Over the past several years, the line between independent contractors and employees has blurred. The Department of Labor’s zeal to convert independent contractors to employees has led to a significant increase in the number of misclassification investigations, and the collection of millions of dollars in back wages, penalties, and interest (i.e., $74 million in fiscal year 2015 alone). Under the guise of fighting for a worker’s minimum wage, overtime compensation, family and medical leave, unemployment insurance, and safe workplaces, independent contractors have greatly benefitted by this increased oversight.

Recently, bona fide independent contractors received a similar “gift” from the judiciary, when the Fifth Circuit Court of Appeals (composing the states of Texas, Louisiana, and Mississippi) held that independent contractors working for companies receiving federal assistance may bring disability discrimination lawsuits under the Rehabilitation Act, 29 U.S.C. §701, et seq.

In Flynn v. Distinctive Home Care, Inc., Case No. 15-50314 (5th Cir. Feb. 1, 2016), a federal contractor at Lackland Air Force Base learned of several patient complaints about an independent contractor pediatrician, which the pediatrician attributed to her recently diagnosed Autism Spectrum Disorder-Mild (formerly known as Asperger’s Syndrome).
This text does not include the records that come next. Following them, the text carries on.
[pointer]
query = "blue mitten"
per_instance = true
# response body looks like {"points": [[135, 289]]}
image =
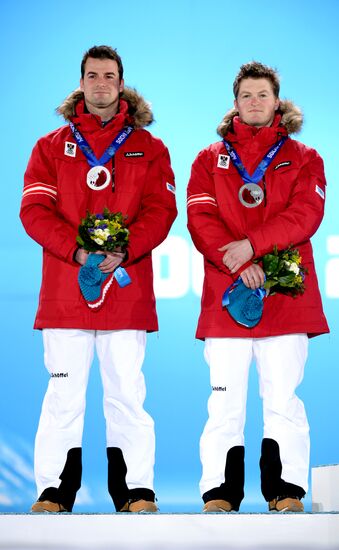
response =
{"points": [[93, 283], [244, 304]]}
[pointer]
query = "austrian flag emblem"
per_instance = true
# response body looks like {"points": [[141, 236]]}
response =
{"points": [[223, 161]]}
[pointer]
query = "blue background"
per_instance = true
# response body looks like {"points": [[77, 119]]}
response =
{"points": [[182, 56]]}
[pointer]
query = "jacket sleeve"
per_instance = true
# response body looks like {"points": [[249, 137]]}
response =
{"points": [[207, 230], [157, 209], [38, 211], [301, 218]]}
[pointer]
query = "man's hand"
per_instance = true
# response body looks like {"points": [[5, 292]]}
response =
{"points": [[112, 261], [237, 253], [253, 276], [81, 256]]}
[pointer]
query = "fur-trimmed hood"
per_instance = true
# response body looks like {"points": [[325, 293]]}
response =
{"points": [[291, 118], [138, 108]]}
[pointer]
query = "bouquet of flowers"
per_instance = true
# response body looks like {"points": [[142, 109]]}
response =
{"points": [[106, 231], [284, 272]]}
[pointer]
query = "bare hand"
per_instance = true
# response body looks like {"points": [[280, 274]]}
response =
{"points": [[237, 253], [112, 261], [253, 276], [81, 256]]}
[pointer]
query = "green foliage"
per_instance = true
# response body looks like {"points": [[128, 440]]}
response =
{"points": [[284, 272], [105, 231]]}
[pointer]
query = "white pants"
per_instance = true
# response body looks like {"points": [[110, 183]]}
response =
{"points": [[68, 356], [280, 363]]}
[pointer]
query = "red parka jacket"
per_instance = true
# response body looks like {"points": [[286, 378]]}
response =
{"points": [[56, 198], [290, 214]]}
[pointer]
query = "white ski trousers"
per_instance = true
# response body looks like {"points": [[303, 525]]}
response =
{"points": [[280, 362], [68, 357]]}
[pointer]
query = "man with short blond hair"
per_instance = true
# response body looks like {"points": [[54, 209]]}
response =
{"points": [[255, 190]]}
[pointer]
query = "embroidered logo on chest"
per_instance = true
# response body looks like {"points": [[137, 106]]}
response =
{"points": [[70, 149], [223, 161], [134, 154], [282, 164]]}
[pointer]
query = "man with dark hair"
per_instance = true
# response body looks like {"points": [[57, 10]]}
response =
{"points": [[103, 158], [255, 191]]}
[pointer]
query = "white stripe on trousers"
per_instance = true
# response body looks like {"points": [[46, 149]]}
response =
{"points": [[280, 363], [68, 355]]}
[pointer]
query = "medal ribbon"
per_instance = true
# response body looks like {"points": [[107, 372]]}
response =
{"points": [[110, 151], [262, 166]]}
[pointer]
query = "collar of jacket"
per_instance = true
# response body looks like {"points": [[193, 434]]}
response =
{"points": [[138, 111], [267, 135], [291, 118]]}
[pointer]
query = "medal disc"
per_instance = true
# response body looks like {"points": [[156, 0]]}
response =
{"points": [[98, 178], [251, 195]]}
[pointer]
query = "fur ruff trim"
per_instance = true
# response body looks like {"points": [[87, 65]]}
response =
{"points": [[291, 118], [138, 108]]}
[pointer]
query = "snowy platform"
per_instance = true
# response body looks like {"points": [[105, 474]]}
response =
{"points": [[169, 531]]}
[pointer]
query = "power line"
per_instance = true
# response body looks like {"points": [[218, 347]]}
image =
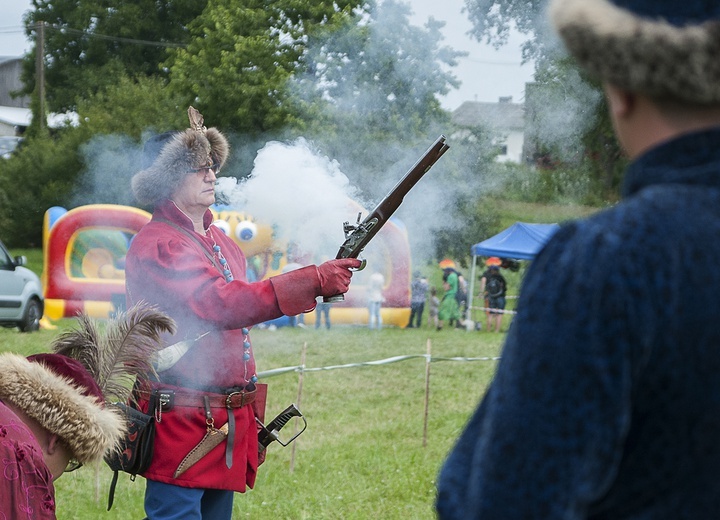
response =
{"points": [[68, 30]]}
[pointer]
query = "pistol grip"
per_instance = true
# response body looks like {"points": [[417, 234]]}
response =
{"points": [[340, 297]]}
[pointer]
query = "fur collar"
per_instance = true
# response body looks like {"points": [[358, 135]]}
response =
{"points": [[84, 424]]}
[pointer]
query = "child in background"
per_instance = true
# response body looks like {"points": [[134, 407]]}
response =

The federal contractor denied the pediatrician disability accommodations and terminated her contract.

The pediatrician sued the federal contractor under the Rehabilitation Act for wrongful termination, hostile work environment, and failure to provide reasonable disability accommodations. The district court held that the pediatrician could not sue for discrimination under the Rehabilitation Act because she was an independent contractor, not an employee.
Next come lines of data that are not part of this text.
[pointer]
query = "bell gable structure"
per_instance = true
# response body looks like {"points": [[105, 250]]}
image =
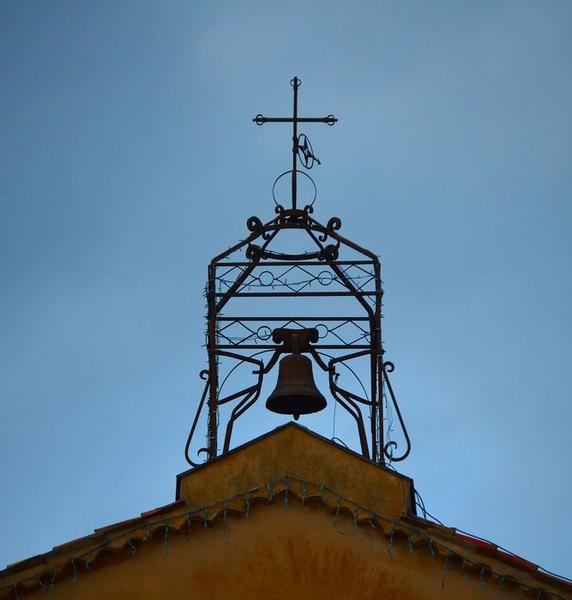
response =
{"points": [[289, 514]]}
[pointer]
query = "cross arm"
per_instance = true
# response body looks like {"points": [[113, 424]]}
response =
{"points": [[261, 119]]}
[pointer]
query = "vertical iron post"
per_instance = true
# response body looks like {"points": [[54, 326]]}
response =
{"points": [[295, 85]]}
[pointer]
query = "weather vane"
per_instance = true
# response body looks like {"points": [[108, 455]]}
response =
{"points": [[301, 146], [254, 323]]}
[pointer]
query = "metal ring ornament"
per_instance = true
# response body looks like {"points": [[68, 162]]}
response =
{"points": [[269, 282], [264, 333], [286, 173], [334, 224]]}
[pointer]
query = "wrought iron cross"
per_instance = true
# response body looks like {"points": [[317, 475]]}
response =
{"points": [[305, 147]]}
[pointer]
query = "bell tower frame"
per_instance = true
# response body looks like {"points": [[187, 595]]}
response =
{"points": [[330, 268]]}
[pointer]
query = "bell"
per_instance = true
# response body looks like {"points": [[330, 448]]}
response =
{"points": [[295, 392]]}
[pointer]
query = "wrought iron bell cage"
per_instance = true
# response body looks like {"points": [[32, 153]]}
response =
{"points": [[331, 268]]}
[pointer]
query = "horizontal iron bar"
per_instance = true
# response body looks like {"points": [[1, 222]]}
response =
{"points": [[293, 319], [284, 263], [295, 294], [261, 119], [274, 347]]}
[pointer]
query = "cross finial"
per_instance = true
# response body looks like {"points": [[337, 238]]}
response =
{"points": [[301, 147]]}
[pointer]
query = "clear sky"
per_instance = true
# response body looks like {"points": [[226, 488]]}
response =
{"points": [[128, 159]]}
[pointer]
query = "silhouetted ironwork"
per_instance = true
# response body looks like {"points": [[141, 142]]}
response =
{"points": [[332, 268]]}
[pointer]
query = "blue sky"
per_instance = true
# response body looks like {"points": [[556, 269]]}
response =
{"points": [[128, 159]]}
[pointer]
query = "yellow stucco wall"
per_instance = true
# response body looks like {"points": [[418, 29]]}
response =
{"points": [[288, 515], [279, 551]]}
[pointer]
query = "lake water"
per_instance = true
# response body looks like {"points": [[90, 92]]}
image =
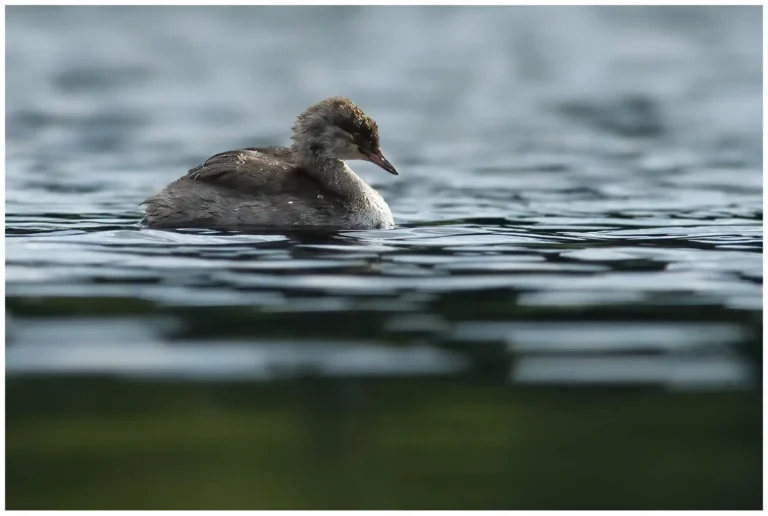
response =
{"points": [[579, 213]]}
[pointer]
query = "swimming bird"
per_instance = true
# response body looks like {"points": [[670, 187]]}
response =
{"points": [[306, 184]]}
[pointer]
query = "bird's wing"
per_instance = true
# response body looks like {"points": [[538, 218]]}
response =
{"points": [[252, 167]]}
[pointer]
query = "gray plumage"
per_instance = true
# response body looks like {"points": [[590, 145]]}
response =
{"points": [[307, 184]]}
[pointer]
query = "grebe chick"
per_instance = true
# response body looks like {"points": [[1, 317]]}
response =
{"points": [[306, 184]]}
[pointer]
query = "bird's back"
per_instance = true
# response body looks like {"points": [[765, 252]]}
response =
{"points": [[246, 187]]}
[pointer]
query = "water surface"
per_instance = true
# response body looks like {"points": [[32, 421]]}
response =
{"points": [[580, 204]]}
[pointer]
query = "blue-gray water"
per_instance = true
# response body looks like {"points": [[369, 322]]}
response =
{"points": [[580, 198]]}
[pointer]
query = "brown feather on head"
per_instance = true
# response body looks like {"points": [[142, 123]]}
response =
{"points": [[336, 128]]}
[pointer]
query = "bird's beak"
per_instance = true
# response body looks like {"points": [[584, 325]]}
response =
{"points": [[379, 159]]}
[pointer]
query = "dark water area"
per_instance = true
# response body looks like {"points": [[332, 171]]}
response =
{"points": [[568, 314]]}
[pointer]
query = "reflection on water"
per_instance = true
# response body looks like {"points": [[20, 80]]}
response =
{"points": [[568, 314]]}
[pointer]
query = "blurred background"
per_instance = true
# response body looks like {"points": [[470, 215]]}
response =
{"points": [[567, 316]]}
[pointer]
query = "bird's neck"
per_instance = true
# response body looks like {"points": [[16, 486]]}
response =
{"points": [[333, 174]]}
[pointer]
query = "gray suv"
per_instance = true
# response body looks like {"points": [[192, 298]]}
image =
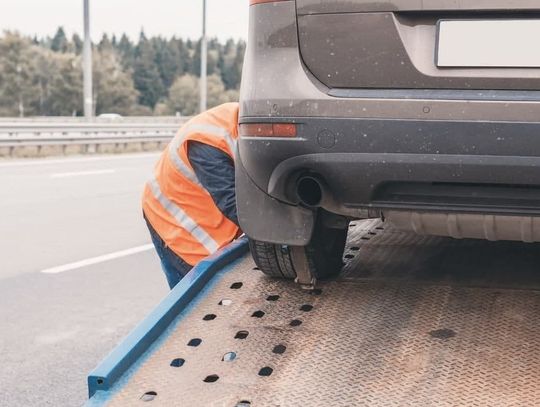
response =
{"points": [[423, 113]]}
On appeal, the Fifth Circuit reversed and remanded. Following the lead of the Ninth Circuit Court of Appeals (Alaska, Arizona, California, Hawaii, Idaho, Montana, Nevada, Oregon, and Washington, along with territories Guam and the Northern Mariana Islands), it distinguished the Rehabilitation Act from the Americans with Disabilities Act (“ADA”), the similar statute that protects disabled employees from discrimination in the private sector. Whereas the ADA provides for discrimination claims relating to “terms, conditions, and privileges of employment,” Section 504 of the Rehabilitation Act bans discrimination “under any program or activity receiving federal assistance.” This language showed that Congress did not intend for the Rehabilitation Act to require Defendant to be Plaintiff’s “employer.”
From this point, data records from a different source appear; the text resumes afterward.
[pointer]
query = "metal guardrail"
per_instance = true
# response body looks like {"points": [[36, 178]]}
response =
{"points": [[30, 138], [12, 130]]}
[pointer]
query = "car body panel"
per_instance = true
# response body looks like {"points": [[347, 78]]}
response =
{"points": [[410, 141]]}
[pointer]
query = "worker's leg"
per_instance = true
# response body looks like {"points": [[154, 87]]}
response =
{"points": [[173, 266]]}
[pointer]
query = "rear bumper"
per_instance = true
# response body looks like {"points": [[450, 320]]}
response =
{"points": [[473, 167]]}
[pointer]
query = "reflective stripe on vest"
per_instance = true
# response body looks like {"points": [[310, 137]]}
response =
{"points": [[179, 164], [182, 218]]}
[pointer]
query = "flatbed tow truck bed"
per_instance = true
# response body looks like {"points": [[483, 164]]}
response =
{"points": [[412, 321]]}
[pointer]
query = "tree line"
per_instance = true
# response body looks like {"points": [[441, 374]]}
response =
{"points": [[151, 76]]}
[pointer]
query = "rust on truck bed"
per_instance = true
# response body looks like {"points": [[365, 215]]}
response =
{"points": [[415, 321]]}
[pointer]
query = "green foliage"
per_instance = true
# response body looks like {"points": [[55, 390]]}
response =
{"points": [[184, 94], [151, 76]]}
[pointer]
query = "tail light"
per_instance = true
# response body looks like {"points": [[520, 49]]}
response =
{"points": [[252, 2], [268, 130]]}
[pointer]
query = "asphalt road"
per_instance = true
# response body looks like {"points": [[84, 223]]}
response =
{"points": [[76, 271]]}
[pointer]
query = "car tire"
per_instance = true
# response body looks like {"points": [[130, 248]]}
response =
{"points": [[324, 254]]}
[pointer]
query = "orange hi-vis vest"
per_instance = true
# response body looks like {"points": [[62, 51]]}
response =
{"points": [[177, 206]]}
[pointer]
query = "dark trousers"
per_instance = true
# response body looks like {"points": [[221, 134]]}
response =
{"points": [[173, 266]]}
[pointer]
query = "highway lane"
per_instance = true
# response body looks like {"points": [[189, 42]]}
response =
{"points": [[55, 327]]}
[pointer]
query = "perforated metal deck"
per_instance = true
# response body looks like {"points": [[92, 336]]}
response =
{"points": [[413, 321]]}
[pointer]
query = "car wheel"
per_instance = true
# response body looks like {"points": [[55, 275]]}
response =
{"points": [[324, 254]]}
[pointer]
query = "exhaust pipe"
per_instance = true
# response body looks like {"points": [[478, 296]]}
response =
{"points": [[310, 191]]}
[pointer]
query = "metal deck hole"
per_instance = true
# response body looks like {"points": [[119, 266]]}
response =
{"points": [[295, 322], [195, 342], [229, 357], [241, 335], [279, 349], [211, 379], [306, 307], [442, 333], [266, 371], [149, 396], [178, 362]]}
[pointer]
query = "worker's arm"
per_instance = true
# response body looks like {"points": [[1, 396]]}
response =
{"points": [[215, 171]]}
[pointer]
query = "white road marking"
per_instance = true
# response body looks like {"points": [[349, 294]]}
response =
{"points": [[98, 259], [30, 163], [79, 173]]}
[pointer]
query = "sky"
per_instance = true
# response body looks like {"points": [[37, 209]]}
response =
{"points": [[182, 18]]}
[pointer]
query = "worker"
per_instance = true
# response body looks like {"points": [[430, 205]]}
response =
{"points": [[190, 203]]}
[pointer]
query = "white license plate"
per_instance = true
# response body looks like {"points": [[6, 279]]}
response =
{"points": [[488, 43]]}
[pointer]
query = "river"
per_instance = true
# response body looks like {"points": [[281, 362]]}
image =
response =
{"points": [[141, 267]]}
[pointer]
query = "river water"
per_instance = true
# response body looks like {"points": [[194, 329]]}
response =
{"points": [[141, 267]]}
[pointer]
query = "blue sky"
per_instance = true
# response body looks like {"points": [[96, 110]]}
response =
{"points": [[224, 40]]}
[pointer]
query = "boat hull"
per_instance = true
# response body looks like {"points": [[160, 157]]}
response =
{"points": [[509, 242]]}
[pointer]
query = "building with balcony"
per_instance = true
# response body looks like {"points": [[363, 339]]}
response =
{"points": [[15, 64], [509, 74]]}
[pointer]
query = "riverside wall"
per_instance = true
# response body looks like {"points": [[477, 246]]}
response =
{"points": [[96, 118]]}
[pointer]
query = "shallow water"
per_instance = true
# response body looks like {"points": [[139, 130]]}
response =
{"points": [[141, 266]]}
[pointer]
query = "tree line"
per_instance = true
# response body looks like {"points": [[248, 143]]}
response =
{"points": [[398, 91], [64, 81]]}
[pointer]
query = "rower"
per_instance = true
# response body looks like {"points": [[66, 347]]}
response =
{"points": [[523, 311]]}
The Fifth Circuit disagreed, however, with a similar case in the Eighth Circuit (representing the states of Arkansas, Iowa, Minnesota, Missouri, Nebraska, North Dakota and South Dakota), which required a defendant to “employ” a plaintiff in order to have standing under the Rehabilitation Act. This may set the stage for possible Supreme Court review to resolve the circuit split, something that it declined to do the last time it considered this issue in 2010.

Businesses that receive federal funds and operate within the Fifth or Ninth Circuits should review their independent contractor policies and ensure compliance with the ADA/Rehabilitation Act, as if those contractors were employees. Businesses in other states outside the Eighth Circuit should consider doing so as well, to reduce the risk of future claims.